Se ai congressisti del WCF interessasse davvero la famiglia, sia pure quella formata “da un papà e una mamma”, se volessero davvero favorire la natalità, potrebbero chiedere un lavoro stabile e dignitoso, case popolari, asili pubblici, consultori, centri antiviolenza, cioè quelle misure che consentono anche a una coppia “tradizionale” di investire sul futuro.

Certo, è anche questione di “valori”, di retaggio religioso (sessista, omofobo, patriarcale), ma in realtà, i congressisti del WCF sono interessati soprattutto a un mondo di disuguali, gerarchizzato, confessionale, alla carità (asimmetrica e strumentale) al posto della solidarietà (basata sui diritti universali e sulla partecipazione), al business della sanità privata (favorita dalla presenza degli “obiettori” antiabortisti in quella pubblica), all’istruzione privata (favorita dalla riduzione degli investimenti in quella pubblica), alla rioccupazione economica, politica e culturale della sfera pubblica, contro la laicità dello Stato.

I congressisti del WCF sono “estremisti”, che però condividono valori e obiettivi con molti altri, dal papa a tanti politici cattolici, che sanno presentarsi in modi più rassicuranti, e (purtroppo) più efficaci.

La vicenda del WCF ci conferma che i diritti politici, civili e sociali, stanno bene insieme, avanzano o arretrano insieme, perché sono il frutto di due visioni del mondo, con le loro molte articolazioni, ma riconducibili a una concezione illuminista, liberale, democratica, oppure a una concezione autoritaria, gerarchica, oppressiva, al “Dio, Patria e Famiglia”.

Quindi il WCF ci ha spinti a mobilitarci contro i reazionari, a ribadire che le conquiste civili su divorzio e aborto non si toccano, che le donne hanno il diritto di lavorare, di decidere, di autodeterminarsi.

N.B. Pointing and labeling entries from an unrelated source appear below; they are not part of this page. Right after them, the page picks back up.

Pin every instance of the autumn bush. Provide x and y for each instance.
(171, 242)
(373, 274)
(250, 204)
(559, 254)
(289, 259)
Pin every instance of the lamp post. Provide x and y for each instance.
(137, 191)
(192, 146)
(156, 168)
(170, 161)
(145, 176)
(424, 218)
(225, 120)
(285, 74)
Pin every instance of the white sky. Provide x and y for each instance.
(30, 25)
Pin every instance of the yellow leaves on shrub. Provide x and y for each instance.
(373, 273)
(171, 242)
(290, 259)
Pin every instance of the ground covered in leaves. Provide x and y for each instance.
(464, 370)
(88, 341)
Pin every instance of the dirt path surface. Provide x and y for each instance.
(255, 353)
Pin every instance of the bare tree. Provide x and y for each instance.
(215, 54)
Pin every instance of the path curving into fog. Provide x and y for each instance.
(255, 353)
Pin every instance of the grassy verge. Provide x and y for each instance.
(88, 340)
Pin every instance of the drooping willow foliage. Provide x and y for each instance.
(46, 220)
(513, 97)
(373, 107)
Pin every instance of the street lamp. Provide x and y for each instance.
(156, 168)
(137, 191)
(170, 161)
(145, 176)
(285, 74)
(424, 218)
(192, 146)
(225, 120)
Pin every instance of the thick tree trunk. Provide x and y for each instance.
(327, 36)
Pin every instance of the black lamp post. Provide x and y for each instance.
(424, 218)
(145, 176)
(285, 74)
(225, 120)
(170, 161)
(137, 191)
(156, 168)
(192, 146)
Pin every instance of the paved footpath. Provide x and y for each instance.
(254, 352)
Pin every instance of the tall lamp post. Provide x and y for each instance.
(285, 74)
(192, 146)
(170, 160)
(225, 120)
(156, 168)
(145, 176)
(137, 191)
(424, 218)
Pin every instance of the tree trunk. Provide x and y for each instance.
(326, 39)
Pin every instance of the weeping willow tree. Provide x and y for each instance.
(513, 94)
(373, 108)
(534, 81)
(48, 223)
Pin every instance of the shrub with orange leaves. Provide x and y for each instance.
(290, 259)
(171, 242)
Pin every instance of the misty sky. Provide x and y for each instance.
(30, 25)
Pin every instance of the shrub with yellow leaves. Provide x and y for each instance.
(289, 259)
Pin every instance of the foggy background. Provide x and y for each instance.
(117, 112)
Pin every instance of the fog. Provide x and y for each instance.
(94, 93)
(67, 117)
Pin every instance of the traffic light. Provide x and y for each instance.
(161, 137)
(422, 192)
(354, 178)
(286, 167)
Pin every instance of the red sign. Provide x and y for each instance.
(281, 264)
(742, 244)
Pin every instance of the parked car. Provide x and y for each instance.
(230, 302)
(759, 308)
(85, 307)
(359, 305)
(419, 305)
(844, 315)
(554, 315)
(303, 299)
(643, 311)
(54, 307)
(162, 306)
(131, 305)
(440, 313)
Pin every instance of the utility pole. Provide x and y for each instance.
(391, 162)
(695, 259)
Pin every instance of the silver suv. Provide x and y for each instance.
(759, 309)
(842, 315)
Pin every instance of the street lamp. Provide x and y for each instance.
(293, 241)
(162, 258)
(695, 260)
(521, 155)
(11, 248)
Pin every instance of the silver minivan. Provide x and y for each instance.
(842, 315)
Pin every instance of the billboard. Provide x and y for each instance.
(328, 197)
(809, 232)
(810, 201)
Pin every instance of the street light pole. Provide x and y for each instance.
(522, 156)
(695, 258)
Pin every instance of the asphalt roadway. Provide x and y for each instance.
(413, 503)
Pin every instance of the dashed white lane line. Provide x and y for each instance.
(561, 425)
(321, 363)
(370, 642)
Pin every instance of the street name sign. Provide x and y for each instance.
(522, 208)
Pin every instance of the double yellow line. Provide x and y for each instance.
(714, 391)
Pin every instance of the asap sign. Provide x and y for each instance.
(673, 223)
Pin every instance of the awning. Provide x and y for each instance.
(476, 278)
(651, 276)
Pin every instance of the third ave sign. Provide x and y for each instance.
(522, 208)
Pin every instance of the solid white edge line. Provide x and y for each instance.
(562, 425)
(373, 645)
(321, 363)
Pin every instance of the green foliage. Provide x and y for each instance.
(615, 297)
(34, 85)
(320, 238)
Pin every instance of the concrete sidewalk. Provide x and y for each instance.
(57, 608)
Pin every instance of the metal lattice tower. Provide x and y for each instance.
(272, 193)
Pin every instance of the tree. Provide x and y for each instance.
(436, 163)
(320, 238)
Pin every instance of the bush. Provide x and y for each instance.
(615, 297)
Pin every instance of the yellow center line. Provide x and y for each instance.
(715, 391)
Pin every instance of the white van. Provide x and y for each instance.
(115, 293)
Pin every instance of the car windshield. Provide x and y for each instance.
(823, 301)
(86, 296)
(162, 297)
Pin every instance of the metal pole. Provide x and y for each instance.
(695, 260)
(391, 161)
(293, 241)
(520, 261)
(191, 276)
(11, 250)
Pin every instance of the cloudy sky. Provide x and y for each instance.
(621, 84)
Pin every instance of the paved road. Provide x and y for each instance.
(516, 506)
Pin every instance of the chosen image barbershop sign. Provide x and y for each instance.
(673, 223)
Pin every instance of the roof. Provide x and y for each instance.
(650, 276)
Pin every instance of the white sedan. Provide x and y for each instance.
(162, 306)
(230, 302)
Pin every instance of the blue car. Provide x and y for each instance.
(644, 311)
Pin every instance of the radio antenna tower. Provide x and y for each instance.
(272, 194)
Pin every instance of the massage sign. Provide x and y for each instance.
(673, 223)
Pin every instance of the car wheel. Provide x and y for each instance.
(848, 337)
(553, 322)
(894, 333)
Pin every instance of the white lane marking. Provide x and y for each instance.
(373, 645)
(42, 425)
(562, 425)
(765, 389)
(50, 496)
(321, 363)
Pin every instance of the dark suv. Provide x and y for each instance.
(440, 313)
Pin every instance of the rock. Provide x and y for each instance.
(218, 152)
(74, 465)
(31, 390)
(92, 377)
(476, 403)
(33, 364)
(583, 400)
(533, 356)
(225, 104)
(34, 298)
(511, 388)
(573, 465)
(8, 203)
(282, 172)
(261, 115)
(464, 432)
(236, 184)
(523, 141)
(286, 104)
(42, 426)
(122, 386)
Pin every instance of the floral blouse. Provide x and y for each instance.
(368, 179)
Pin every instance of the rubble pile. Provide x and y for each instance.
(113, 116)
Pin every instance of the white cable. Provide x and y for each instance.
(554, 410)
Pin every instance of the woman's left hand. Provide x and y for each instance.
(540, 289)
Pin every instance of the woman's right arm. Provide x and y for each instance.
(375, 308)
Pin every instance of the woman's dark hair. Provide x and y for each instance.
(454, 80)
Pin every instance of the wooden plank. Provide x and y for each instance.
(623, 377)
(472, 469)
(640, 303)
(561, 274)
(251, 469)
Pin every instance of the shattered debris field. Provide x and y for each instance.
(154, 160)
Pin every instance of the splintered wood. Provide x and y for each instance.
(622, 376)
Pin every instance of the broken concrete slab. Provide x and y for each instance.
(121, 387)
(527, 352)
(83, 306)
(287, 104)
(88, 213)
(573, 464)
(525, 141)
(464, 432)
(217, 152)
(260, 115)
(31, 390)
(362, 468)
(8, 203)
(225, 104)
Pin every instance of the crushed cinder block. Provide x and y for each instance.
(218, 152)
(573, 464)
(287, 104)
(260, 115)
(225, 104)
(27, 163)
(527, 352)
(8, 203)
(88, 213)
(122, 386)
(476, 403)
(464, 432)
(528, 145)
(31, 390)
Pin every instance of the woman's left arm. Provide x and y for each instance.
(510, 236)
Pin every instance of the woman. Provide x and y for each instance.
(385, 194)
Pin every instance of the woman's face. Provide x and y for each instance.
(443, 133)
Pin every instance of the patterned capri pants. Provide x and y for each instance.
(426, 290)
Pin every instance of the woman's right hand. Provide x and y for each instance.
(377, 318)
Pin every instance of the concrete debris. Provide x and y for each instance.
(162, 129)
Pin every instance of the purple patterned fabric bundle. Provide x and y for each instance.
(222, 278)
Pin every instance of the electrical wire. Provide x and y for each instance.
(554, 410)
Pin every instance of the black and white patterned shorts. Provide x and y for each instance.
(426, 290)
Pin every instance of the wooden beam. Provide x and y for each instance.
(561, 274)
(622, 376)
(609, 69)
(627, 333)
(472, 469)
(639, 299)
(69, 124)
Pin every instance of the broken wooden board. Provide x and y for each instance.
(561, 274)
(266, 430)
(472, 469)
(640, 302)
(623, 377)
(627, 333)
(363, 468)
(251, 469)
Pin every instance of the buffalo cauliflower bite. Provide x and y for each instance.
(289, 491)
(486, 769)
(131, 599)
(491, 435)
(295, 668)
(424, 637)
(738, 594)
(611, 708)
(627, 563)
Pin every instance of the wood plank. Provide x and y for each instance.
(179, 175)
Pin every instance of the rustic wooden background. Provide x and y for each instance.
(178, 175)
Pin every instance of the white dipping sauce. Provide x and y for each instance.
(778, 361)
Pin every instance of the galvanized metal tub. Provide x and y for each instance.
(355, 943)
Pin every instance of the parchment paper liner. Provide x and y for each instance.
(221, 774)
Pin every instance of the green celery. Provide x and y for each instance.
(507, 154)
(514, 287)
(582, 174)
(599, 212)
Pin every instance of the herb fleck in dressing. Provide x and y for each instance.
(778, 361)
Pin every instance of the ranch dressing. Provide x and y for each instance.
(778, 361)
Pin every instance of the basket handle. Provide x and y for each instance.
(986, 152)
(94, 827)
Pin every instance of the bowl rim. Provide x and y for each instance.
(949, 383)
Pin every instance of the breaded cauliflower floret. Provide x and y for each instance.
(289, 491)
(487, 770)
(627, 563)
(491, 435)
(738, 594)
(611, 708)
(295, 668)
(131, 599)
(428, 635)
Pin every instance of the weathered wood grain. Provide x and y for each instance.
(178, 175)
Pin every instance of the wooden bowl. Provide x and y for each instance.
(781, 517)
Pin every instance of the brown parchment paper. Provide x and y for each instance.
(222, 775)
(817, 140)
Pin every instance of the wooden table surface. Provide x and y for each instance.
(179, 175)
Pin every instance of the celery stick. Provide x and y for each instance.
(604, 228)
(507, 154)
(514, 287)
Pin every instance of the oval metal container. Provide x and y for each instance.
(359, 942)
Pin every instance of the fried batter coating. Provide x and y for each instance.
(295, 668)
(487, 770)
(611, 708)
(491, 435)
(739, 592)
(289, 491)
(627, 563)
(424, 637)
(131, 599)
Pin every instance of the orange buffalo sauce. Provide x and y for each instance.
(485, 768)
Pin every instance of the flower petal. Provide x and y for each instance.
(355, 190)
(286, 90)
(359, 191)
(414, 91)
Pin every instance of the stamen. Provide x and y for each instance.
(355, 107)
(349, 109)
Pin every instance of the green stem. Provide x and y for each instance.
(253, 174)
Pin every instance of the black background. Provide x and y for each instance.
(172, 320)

Ci ha anche fornito l’occasione per riflettere tra i progressisti con logica intersezionale, cioè non considerando i problemi che abbiamo separatamente, uno alla volta, ma nel loro insieme, perché i problemi, quando si incrociano, quando si sovrappongono, non si sommano semplicemente, ma si moltiplicano, e strutturano le nostre singole vite e la società nel suo insieme.